Holmgren’s apparent desire to hire someone he knows and trusts could mean a very unsexy pick for Browns fans.
Unless, of course, he picks the man he knows best.
MISTAKE #2: Reverse Mangini’s positive changes
The Browns have rebooted to the point of compulsion since ’99.
Mangini, of course, was let go because he didn’t gel with Holmgren’s football philosophy or long-term vision on offense or team-wide.
Mangini was allowed a second season while Holmgren studied the franchise, hired his people, and prepared for the arrival of a coach he could claim buy-in with. It was a lose-lose for Mangini. To make matters worse, wins against New Orleans and New England were followed up by too many inexcusable defeats, but there is no questioning the desire and hard work of the coaching staff and many of the players.
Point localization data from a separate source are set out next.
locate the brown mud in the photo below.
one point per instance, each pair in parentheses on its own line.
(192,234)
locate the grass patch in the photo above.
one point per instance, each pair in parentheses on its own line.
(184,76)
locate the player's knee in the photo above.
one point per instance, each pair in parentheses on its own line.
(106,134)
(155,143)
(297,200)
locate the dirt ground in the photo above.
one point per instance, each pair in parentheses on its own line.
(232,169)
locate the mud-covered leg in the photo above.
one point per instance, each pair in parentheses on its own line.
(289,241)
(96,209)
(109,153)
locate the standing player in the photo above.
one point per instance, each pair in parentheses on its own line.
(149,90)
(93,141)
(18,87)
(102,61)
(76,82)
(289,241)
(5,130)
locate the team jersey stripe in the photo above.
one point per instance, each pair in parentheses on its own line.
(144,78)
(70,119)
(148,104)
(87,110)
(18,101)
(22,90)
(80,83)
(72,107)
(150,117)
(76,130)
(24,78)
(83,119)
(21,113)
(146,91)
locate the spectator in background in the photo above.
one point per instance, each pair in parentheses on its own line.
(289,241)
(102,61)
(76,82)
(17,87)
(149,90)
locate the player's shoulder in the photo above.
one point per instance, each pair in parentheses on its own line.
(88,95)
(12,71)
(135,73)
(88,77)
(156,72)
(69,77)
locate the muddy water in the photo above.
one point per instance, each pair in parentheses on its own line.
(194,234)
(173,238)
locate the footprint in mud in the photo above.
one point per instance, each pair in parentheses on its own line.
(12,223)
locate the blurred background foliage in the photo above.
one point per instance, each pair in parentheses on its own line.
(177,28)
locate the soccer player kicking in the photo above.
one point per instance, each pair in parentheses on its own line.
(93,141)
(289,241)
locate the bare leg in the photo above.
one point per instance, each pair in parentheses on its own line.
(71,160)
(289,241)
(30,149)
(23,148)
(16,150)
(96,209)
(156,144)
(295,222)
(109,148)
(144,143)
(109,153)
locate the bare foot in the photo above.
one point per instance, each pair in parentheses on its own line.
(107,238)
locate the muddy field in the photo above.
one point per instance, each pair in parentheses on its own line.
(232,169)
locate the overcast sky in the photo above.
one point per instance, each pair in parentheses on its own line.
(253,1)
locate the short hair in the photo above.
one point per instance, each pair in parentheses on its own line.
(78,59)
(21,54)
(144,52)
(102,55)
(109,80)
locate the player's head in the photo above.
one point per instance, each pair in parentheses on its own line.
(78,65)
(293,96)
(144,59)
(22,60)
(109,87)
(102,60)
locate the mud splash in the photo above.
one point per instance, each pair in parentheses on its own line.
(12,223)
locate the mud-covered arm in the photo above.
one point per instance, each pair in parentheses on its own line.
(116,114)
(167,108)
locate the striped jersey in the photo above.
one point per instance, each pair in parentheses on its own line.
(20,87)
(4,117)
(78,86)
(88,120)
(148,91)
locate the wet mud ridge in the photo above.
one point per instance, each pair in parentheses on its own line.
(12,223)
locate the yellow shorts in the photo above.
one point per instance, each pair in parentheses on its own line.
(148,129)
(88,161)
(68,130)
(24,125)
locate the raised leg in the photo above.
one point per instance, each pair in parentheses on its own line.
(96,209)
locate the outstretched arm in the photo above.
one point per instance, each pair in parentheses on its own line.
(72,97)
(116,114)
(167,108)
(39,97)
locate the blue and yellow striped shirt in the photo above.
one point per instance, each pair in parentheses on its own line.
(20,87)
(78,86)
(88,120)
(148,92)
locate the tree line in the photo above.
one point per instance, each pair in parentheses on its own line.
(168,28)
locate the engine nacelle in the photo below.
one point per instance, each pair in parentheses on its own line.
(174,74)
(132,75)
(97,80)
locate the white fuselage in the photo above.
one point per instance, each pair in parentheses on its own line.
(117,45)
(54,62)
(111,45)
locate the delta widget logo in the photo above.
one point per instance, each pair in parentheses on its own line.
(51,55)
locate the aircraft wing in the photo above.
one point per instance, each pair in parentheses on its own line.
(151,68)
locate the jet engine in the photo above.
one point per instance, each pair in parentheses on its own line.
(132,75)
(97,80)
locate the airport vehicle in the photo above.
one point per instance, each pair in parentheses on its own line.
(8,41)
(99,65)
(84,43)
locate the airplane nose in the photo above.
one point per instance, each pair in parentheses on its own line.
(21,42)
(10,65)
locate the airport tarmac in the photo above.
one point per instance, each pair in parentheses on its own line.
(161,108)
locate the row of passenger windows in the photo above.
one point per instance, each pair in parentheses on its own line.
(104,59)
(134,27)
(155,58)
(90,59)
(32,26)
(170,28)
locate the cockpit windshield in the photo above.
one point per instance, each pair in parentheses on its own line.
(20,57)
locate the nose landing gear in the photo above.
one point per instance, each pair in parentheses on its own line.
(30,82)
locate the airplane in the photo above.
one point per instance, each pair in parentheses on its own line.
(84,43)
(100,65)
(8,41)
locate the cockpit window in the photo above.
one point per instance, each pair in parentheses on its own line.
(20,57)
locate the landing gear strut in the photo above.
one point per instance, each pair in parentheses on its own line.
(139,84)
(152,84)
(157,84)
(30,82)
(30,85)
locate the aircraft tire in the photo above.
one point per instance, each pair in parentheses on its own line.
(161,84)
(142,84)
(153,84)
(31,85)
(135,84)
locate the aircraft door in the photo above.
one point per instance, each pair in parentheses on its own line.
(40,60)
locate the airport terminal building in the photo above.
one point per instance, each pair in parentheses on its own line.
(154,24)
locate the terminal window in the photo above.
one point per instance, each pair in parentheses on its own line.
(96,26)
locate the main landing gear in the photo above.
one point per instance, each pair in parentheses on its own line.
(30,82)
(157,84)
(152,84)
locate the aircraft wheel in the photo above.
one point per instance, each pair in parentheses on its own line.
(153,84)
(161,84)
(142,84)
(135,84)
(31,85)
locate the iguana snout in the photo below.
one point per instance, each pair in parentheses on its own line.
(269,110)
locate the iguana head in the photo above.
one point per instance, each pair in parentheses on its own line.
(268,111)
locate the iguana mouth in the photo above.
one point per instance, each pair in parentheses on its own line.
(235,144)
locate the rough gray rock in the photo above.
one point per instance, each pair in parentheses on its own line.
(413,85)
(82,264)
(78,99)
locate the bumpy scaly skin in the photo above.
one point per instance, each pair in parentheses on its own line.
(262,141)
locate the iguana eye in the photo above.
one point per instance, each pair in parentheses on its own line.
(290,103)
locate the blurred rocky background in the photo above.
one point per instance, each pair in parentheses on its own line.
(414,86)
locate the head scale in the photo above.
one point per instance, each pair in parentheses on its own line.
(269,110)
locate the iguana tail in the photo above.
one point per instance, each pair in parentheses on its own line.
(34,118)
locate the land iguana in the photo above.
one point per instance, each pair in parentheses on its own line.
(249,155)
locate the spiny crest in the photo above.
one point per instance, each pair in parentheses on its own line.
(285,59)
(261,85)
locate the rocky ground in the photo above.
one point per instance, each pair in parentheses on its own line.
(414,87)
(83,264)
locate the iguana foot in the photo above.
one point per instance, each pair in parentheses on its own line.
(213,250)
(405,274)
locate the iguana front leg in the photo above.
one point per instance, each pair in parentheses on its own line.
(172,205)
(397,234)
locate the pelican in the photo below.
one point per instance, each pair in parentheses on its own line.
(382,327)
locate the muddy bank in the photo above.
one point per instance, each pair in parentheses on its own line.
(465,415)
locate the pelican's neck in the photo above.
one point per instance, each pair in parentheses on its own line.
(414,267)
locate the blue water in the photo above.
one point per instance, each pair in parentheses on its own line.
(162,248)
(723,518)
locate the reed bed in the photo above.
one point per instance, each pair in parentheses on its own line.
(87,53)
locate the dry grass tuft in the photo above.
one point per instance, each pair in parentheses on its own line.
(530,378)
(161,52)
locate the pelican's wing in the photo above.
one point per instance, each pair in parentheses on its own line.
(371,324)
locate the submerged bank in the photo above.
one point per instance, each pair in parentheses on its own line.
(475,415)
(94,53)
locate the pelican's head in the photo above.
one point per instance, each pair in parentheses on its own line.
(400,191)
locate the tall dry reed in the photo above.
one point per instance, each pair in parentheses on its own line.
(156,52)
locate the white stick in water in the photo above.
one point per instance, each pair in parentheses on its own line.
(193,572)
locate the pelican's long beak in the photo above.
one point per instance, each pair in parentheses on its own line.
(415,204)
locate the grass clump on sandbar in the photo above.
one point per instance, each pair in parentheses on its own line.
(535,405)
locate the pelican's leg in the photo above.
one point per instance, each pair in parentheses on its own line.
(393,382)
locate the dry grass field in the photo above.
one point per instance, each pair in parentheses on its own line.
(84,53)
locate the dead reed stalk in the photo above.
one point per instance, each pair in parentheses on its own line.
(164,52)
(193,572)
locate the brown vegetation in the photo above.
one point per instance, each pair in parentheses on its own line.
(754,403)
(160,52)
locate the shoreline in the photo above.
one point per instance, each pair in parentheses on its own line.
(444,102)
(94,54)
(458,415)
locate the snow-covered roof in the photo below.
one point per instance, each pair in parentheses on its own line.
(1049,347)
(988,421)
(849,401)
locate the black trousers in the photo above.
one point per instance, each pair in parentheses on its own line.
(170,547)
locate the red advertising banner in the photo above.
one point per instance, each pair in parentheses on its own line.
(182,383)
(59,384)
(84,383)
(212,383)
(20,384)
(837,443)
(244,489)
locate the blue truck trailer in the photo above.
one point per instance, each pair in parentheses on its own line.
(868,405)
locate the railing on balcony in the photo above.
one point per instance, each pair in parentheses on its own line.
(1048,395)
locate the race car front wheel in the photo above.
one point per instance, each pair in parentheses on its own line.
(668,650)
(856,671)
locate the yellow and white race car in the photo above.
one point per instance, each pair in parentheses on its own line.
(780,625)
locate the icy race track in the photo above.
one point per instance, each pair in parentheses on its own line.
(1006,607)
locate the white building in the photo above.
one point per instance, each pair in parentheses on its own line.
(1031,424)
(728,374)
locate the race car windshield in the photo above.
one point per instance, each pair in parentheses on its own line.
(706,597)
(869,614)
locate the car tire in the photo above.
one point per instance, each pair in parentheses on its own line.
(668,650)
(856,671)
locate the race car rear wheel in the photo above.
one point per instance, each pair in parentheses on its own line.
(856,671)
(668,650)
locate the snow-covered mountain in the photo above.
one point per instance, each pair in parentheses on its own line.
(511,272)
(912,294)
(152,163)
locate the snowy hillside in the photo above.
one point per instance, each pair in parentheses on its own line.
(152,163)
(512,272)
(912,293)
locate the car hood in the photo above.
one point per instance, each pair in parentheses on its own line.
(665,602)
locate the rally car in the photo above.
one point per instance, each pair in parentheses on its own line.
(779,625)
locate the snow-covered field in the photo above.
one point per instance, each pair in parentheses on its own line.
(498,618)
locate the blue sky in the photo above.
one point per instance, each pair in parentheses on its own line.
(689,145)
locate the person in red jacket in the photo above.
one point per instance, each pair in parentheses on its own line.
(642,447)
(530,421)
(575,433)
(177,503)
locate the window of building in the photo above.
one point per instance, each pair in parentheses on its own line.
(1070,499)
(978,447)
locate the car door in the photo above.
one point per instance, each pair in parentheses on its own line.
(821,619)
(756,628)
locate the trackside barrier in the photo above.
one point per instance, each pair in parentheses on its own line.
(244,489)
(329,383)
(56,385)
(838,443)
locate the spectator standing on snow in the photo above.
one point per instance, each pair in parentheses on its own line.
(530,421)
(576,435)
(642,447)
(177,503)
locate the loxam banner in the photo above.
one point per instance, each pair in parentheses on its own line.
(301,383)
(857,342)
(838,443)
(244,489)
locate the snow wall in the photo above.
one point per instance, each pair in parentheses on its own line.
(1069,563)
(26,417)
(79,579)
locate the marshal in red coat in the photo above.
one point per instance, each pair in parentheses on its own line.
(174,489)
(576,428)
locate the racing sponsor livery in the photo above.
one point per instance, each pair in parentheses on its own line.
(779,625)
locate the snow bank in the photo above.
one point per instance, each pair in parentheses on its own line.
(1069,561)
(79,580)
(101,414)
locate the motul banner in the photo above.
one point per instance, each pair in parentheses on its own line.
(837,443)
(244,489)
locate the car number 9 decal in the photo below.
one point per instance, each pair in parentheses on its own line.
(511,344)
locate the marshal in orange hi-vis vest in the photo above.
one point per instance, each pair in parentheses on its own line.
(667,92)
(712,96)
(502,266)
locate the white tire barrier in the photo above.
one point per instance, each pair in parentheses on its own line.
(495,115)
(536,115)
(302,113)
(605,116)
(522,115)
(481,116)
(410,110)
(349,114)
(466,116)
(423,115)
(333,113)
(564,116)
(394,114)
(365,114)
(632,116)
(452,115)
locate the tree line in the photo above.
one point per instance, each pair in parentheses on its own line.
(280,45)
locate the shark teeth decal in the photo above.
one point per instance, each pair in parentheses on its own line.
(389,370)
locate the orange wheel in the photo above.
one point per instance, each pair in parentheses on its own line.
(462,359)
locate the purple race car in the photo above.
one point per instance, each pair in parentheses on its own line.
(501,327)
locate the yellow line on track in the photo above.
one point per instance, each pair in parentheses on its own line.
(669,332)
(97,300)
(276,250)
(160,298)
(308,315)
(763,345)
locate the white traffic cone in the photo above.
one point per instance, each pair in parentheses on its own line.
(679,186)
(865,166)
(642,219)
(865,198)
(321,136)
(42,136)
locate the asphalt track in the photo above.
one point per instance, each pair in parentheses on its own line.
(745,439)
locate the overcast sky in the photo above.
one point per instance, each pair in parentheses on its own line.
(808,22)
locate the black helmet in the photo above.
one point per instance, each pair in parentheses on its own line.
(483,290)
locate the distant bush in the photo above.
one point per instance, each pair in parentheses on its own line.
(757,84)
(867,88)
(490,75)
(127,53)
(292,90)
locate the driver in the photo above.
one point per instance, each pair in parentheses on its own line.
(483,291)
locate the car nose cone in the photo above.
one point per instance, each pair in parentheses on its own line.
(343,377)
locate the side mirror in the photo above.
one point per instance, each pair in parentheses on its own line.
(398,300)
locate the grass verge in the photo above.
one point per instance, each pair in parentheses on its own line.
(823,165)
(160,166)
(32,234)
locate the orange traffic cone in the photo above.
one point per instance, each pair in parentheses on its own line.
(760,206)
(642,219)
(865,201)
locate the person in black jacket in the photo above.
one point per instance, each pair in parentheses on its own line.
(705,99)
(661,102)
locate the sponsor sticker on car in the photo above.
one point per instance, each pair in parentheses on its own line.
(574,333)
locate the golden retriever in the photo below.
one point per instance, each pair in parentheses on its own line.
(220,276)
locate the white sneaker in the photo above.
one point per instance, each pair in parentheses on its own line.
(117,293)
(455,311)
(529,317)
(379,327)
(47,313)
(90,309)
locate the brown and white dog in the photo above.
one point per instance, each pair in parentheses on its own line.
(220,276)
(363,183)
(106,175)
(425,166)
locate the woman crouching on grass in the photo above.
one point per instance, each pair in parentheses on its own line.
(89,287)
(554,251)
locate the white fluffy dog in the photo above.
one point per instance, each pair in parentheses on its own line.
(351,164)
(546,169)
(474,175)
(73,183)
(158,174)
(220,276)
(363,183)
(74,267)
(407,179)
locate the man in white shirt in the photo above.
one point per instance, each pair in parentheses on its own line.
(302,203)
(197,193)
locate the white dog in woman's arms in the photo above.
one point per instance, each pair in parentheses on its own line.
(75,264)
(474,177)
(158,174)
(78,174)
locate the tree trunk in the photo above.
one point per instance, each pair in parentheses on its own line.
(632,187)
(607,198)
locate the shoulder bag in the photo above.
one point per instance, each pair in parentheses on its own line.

“This is my ninth year and I’ve never been a part of something like this,” defensive end Kenyon Coleman told the Cleveland Plain Dealer. “This team is a family.”
Josh Cribbs defended Mangini before the hammer dropped: “I feel like one man can only do so much,” he said. “This is the biggest team sport there is. You’re asking one man in two years to turn a football team that hasn’t been winning into one of the greatest football teams. I mean, it takes some time.
“I believe in what (Mangini) stands for. It’s hard to make a change. I’m tired of rebuilding.”
Two years wasn’t enough time to overhaul a losing organization. Browns fans were beginning to understand the type of players Mangini wanted: tough, team-first guys who loved to play the game. This team played hard in 2010, despite the record. Mangini’s goal was to build a strong foundation, which isn’t done quickly with the chaos he inherited. The next coach has a better chance to succeed than he did, but few will credit Mangini for that, just as he’s been forgotten by Jets fans after developing many of the young players Rex Ryan is given credit for coaching today.
The team has made strides, but with a new coach, fans must confront another rebuild. Large chunks of the roster will be overhauled. Assuming the next coach will be given more than two years, one can only hope the team will mirror some of the good qualities Mangini valued.
MISTAKE #3: Fail to acquire a No. 1 wide receiver
Nothing is more important to the development of Colt McCoy than developing a strong chemistry with his wide receivers.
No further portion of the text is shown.